For the last several months I've been finalizing the content and ordering of my second book of poems. The publisher has it now; it's out of my reach, on its own, is what it will be. I had a lot of help in this process from poet friends--Phil Deaver and Debra Kang Dean--and I appreciated that help. For while I had little trouble deciding which poems belonged in the collection, I was stumped at trying to decide on the order/arrangement of the poems.
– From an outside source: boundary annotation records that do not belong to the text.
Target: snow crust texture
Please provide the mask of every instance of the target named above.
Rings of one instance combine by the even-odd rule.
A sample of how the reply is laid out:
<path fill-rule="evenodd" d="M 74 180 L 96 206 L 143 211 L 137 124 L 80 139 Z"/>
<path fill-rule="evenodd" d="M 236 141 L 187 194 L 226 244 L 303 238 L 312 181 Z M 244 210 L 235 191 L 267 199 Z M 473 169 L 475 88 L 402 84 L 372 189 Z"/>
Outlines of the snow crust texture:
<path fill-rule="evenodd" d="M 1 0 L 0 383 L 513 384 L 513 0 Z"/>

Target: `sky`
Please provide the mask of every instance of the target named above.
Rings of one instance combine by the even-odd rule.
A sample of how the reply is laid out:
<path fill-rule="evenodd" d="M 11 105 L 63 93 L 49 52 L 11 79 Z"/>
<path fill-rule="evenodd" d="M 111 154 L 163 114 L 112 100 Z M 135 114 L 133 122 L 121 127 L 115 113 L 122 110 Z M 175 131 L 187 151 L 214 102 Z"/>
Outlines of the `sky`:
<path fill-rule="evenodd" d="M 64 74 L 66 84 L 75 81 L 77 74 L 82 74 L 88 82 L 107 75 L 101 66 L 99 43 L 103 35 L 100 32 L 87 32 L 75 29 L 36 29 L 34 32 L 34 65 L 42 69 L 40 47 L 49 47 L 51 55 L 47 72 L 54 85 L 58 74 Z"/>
Gregory Orr's essay "Four Temperaments and the Forms of Poetry" was a revelation for me. In it, he defines the four temperaments necessary for poets to possess in some degree: story, structure, music, and imagination. I've always felt that my strengths as a poet are structure and music. And, while it might risk being reductive to say so, story and imagination seem required in the arrangement of poems in a manuscript. The individual poems tell stories, but, ideally, the ordering/clustering of the poems in the book will at least suggest a story, or something that approaches story (a color? motif?). The more I write here, the more this idea seems to recede. But especially in collections that resist narrative continuity, manuscripts like mine that contain a predominance of lyric poems, some kind of coherence can be difficult to come by.
And maybe it's just easier to work with someone else's manuscript; maybe I've just been too close to these poems for the last ten years to be able to see how they're meant to play off of each other. That's where good editors like Phil and Debra come in.
The book, titled As If, is due out from Wind Publications in a couple of months.